Over $200m in sustainability-linked debt financing was led and arranged by Standard Bank Group, Africa’s largest bank and long-term strategic partner to M-KOPA. Other participating lenders include The International Finance Corporation (IFC), funds managed by Lion’s Head Global Partners, FMO: Dutch Entrepreneurial Development Bank, British International Investment, Mirova SunFunder and Nithio. A further $55m in equity investment was backed by existing strategic investor Sumitomo Corporation, which is contributing $36.5m to the total raise and will engage closely with M-KOPA on new growth markets and products. Blue Haven Initiative, Lightrock, Broadscale Group and Latitude, the sister fund to Local Globe, also participated in the transaction.

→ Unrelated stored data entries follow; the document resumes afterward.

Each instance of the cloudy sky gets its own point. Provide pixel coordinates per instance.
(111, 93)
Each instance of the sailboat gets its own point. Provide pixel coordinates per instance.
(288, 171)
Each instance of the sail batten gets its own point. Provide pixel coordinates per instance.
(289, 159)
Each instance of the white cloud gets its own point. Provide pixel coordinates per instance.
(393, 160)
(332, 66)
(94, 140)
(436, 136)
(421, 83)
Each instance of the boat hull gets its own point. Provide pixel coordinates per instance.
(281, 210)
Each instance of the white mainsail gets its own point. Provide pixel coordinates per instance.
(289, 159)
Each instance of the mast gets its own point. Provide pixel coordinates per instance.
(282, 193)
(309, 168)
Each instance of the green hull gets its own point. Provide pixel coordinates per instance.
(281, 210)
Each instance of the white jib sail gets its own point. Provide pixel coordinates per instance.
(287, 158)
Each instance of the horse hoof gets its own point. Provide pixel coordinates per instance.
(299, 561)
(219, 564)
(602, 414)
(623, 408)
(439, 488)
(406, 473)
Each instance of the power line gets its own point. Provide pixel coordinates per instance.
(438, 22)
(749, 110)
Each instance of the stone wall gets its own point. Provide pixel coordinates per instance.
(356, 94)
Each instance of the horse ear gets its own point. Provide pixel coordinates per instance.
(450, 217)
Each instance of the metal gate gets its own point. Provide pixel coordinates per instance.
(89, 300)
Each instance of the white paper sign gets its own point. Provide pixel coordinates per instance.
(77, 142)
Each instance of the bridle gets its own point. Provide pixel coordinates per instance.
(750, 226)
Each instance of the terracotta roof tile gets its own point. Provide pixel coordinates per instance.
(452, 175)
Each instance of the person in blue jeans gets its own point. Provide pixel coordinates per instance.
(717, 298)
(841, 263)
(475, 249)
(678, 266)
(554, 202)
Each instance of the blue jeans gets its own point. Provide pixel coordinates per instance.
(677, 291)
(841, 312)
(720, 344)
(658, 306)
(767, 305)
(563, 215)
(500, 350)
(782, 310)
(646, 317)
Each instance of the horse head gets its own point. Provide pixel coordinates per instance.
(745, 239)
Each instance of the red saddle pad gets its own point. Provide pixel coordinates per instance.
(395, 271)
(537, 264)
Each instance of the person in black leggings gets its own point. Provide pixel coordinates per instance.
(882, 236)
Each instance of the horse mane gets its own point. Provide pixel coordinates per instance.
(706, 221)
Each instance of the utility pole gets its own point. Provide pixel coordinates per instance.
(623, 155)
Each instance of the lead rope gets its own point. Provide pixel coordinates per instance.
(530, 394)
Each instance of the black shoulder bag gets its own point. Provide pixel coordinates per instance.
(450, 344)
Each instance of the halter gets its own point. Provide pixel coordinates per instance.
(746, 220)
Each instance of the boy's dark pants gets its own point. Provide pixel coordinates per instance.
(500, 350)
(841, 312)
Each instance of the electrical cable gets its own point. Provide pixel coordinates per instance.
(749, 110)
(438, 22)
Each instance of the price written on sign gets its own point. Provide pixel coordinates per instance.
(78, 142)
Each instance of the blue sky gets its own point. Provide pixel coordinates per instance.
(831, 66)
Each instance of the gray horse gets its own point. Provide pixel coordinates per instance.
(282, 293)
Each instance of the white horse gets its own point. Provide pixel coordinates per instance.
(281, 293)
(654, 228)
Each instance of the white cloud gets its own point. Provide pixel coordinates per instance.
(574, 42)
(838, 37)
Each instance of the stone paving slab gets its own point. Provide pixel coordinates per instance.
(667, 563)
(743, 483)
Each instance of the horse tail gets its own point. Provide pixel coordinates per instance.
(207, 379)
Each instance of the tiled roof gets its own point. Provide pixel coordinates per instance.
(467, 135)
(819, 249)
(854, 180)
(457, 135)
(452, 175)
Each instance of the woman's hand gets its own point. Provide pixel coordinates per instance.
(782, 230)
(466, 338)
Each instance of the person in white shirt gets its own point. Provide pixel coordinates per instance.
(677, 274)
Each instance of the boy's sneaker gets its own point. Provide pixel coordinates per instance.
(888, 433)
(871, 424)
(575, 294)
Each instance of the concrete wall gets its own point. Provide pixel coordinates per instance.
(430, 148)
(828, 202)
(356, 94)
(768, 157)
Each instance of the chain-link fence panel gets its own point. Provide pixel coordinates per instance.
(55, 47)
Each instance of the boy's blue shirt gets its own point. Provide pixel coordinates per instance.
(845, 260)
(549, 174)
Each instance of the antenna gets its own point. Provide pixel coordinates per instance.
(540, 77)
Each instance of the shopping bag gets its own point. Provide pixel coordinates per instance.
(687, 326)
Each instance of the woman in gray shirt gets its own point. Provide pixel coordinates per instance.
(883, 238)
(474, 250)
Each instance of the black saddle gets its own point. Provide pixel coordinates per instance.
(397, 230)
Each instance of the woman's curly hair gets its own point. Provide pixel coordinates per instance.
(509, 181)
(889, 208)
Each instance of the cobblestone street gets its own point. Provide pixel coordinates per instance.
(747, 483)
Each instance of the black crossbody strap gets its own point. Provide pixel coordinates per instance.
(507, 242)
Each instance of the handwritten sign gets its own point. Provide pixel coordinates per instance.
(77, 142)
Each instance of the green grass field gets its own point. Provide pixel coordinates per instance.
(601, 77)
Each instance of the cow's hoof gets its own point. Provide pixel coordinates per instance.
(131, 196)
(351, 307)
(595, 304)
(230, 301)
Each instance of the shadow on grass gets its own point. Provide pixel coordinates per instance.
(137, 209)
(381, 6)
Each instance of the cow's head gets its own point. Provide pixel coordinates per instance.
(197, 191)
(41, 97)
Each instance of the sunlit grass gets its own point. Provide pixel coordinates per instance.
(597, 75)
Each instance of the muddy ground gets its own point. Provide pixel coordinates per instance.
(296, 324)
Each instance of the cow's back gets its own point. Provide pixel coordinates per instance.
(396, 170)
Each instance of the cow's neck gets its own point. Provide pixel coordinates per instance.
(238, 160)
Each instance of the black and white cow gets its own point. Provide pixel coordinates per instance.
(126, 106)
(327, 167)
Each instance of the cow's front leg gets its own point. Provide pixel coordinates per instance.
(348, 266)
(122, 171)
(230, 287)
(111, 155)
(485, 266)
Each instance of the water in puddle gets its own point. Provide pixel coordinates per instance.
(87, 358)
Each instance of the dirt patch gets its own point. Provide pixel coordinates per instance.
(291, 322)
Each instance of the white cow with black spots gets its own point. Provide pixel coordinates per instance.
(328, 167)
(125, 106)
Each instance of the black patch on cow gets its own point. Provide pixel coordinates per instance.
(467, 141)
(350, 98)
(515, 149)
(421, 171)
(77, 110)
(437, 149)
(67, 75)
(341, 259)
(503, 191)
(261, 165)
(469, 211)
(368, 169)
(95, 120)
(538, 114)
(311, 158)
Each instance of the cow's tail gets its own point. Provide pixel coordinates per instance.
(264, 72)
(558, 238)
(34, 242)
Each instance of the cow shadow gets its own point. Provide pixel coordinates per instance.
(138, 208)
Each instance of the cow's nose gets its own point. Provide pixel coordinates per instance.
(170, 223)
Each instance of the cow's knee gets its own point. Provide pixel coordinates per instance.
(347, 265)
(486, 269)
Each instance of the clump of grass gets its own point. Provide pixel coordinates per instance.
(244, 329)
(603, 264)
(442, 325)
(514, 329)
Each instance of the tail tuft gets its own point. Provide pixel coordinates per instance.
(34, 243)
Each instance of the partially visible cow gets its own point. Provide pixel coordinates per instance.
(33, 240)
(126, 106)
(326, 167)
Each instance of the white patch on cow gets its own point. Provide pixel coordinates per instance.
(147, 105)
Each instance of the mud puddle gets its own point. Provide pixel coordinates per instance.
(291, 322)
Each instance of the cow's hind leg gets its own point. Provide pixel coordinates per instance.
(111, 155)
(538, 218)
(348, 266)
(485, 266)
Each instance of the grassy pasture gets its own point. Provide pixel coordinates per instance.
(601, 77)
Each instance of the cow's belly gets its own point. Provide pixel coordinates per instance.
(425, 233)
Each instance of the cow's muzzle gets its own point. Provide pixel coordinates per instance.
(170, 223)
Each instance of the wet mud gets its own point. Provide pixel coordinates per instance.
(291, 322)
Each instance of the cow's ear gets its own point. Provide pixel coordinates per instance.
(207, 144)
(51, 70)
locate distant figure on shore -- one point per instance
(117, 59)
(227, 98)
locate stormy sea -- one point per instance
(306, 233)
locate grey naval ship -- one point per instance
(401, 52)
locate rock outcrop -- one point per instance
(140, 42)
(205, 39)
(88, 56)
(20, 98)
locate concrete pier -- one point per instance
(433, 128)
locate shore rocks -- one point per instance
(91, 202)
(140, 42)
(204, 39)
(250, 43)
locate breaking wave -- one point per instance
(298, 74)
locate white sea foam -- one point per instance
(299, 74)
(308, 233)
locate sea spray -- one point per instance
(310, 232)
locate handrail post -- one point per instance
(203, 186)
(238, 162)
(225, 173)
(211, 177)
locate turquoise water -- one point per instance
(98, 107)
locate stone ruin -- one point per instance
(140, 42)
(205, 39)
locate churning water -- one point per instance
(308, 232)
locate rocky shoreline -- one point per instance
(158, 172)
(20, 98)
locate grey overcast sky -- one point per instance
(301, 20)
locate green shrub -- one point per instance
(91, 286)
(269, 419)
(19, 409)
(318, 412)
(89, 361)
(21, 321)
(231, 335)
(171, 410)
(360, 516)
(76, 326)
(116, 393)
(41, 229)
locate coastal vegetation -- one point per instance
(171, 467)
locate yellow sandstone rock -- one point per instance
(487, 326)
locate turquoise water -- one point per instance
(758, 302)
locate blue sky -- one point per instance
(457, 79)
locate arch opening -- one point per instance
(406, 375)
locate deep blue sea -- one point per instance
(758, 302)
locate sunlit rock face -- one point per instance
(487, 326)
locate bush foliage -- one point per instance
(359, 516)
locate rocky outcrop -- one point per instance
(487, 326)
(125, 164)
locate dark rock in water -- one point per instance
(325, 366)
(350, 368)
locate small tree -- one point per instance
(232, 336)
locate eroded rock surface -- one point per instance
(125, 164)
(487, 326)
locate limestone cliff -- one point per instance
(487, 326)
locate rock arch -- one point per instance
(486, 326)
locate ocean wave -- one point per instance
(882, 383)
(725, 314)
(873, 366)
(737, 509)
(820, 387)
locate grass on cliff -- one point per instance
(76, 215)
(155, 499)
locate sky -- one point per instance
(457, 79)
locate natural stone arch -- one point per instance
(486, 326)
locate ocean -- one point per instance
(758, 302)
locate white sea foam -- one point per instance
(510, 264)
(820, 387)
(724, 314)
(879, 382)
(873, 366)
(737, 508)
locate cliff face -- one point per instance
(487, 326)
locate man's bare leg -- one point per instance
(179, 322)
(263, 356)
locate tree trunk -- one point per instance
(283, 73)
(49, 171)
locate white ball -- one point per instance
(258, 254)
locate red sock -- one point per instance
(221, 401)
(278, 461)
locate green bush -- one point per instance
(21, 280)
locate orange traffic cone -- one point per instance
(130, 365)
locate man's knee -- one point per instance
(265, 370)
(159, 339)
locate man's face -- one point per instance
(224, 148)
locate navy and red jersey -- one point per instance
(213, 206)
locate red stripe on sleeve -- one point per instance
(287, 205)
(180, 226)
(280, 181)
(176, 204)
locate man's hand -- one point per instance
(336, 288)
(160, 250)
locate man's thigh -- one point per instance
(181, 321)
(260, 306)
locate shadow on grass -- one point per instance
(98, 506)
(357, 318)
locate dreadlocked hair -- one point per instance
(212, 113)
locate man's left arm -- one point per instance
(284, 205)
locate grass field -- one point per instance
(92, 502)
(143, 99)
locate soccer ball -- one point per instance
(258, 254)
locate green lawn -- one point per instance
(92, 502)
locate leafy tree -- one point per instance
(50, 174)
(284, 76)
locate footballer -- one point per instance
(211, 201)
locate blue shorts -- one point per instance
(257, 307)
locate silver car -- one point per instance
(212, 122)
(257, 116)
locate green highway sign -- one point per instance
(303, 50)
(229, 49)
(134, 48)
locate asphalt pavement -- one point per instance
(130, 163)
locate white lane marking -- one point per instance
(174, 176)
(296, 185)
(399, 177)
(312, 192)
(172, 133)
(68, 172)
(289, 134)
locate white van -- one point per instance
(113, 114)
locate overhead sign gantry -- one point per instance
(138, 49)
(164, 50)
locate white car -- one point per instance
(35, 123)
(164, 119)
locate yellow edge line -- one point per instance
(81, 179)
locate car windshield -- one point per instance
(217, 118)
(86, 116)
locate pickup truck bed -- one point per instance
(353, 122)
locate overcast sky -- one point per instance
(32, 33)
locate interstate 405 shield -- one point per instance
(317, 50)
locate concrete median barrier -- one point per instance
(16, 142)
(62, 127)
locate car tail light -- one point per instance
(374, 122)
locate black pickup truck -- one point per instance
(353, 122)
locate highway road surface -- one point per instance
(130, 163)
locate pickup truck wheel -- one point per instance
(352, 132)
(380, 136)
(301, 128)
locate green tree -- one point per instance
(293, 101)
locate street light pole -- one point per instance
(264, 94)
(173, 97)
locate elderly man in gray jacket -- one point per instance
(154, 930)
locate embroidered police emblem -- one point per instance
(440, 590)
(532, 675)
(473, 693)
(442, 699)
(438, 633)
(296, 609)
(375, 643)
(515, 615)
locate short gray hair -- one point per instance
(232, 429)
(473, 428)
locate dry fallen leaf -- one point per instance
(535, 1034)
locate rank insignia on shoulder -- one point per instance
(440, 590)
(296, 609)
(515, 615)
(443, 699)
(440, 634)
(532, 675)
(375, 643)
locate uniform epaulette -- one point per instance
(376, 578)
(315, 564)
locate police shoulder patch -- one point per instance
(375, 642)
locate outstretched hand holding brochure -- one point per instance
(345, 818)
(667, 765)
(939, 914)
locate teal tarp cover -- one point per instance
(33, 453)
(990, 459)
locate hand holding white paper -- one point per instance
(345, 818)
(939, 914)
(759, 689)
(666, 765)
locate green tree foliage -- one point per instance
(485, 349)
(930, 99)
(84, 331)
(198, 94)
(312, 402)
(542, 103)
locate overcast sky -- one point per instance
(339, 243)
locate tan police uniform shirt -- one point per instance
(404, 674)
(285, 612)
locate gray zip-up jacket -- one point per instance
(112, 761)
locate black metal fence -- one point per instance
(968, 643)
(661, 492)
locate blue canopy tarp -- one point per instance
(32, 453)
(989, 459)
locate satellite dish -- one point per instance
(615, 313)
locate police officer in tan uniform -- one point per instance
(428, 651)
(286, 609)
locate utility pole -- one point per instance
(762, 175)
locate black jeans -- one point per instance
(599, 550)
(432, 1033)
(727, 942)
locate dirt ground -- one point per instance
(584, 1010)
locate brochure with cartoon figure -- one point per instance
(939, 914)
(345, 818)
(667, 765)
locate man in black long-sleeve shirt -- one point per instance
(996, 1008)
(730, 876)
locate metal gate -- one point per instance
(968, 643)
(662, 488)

M-KOPA’s fintech platform combines the power of digital micropayments with the Internet-of-Things (IoT) to provide customers with access to productive assets. In markets where individuals have limited pre-existing financial identities and conventional collateral, M-KOPA’s flexible credit model allows individuals to pay a small deposit and get instant access to everyday essentials, including smartphones, electric motorcycles and solar power systems, and then graduate to digital financial services such as loans and health insurance. M-KOPA’s solution embeds credit into the product through a smart digital connection, giving customers ownership instantly, which they can pay off through micro-instalments over time. The company has sold over 3 million of these products through a unique direct sales model that includes more than 10,000 agents. M-KOPA’s operations started in East Africa and successfully expanded to Nigeria in 2021 and, more recently, Ghana. From 2020 to 2022, M-KOPA recorded a compound annual growth rate of 85% in new customer acquisition, and was recently recognised as one of Africa’s Fastest-Growing Top 100 companies by the Financial Times for two consecutive years, in 2022 and 2023.